The following morning, I gave a talk and tasting on Spanish wine to the students at Ballymaloe Cookery School. I thought the Camino Real stood out against some pretty serious competition.

 

Viré-Clessé 2016, Les Pierres Blanches, Domaine André Bonhomme

Gorgeous generous textured apple and pear fruits with a lovely crisp mineral streak, finishing dry. Lovely pure unoaked Chardonnay.

This would go nicely with chicken dishes – either roast or in a creamy tarragon sauce.

I have been a fan of the Bonhomme wines for many years; they drink well young and age very well too. In the sea of indifferent wines found in the Mâconnais, they stand out as special – and very well priced too.

€22.95 from Le Caveau, Kilkenny, lecaveau.ie; Listons, Dublin 2, listonsfoodstore.ie; Ely 64, Glasthule, Ely64.com; Blackrock Cellar, Blackrock, blackrockcellar.com; MacGuinness Wines, Dundalk, dundalkwines.com.

 

 

 

Camino Real 2017 Ribera Sacra, Guímaro

Lightly aromatic with seductive perfectly ripe dark cherry fruits, a spicy savoury edge and a freshness, an elegance that draws you back for another sip. Delicious wine.

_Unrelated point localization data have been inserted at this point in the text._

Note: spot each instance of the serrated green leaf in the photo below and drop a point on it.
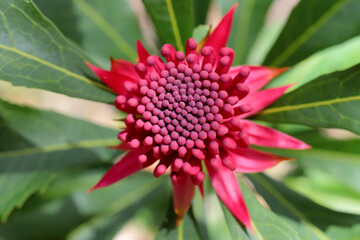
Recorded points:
(248, 21)
(200, 32)
(34, 54)
(236, 230)
(186, 229)
(102, 29)
(310, 219)
(324, 189)
(36, 145)
(331, 100)
(265, 223)
(338, 233)
(201, 11)
(174, 20)
(335, 58)
(99, 214)
(323, 26)
(148, 193)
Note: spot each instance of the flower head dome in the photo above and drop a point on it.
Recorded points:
(189, 112)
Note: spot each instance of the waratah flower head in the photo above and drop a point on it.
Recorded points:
(189, 112)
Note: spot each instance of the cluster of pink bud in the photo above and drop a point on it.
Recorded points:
(183, 111)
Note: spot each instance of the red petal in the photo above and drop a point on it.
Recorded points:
(260, 100)
(124, 68)
(259, 76)
(113, 80)
(250, 160)
(268, 137)
(228, 190)
(142, 52)
(125, 167)
(220, 35)
(183, 193)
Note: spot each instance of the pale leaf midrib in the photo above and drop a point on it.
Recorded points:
(60, 147)
(309, 105)
(106, 28)
(174, 25)
(53, 66)
(311, 30)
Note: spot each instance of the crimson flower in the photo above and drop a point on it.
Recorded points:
(189, 113)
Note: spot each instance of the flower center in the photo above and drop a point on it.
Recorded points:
(186, 106)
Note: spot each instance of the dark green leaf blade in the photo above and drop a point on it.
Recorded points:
(265, 223)
(174, 20)
(323, 26)
(33, 53)
(186, 229)
(331, 100)
(102, 30)
(248, 21)
(99, 215)
(36, 145)
(310, 218)
(201, 10)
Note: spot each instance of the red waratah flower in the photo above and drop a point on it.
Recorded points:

A seared breast of duck, or maybe belly of pork.

Pedro Rodríguez is one of the rising stars of Ribera Sacra, a region that has been receiving huge interest in recent years, for the amazing scenery as well as the unique wines. Made primarily from ancient Mencía vines clinging to the slate soils on vertiginous slopes sweeping down to the river, the wines can be spectacularly good.

 

€26 from Green Man Wines, Dublin 6, greenmanwines.ie; Ely 64, Glasthule, Ely64.com; Redmonds, Dublin 6; Redmonds.ie.